Two police officers accompanied them back to the ship. O'Connor was sitting in his chair on the deck, his dog lying at his feet. They knew he had a loaded revolver in his pocket—but you don't shoot the law. If you shoot a police officer, ten more will take his place.

They saw O'Connor's astonishment. He glared at the crew of the Emma C. Leithfield one by one. And when none of them looked away, he understood. They'd done the unthinkable. They hadn't beaten him up, or arranged a counterattack, or tried to murder him—all of which would have met with his approval. Indeed, he'd have wanted it, because that was the language he spoke and understood. But now they'd acted in a way that was incomprehensible to him, in which might and right didn't share a meaning.
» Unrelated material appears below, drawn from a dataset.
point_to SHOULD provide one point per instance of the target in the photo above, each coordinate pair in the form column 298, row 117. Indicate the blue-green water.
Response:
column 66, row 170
For a moment he hesitated as he took head-to-toe measure first of them, and then of the policemen. The officers' faces betrayed no reaction upon seeing the giant with the grotesquely scarred face, the tattered clothing, and the obvious bulge in his nankeens that revealed I the presence of a revolver. But the crew saw them stiffen as their hands sought the butts of their own weapons.

O'Connor spotted it too, and displaying a cunning they would not have credited him with, asked the police officers what the problem was. They replied that he'd been accused of murder and assault and that the witnesses were the men standing next to them. They informed him that he was under arrest.

O'Connor handed over his revolver voluntarily. The men saw him trying hard to look smaller as he was led away between the two policemen. O'Connor!

They exchanged glances.

The law was so strong that a mere snapping of its fingers could reduce even the most bloodthirsty monster to a lamb.

They'd never have believed that O'Connor had the gift of the gab. He'd certainly never provided them with evidence of an extensive vocabulary. Grunting and roaring had been his favorite forms of expression. But now he revealed a completely new side of himself. They'd noted a flash of deviousness in his eyes when he agreed to go with the officers voluntarily. Now, in court, they began truly to understand what sort of calculating fiend was lurking within that brutal mass of flesh.

When the charge against him was read out in court, O'Connor grabbed the Bible and kissed it with a passion that he'd hitherto reserved for outbursts of rage. He held up his hand and swore that he'd never, in all his life, laid a finger on any man. Then he clasped his maimed head and turned it from side to side, as if his neck were a socket and he was attempting to unscrew it.

"Look at this face," he cried. "Is this the face of a killer?"

He stared directly at the judge and then at the public gallery.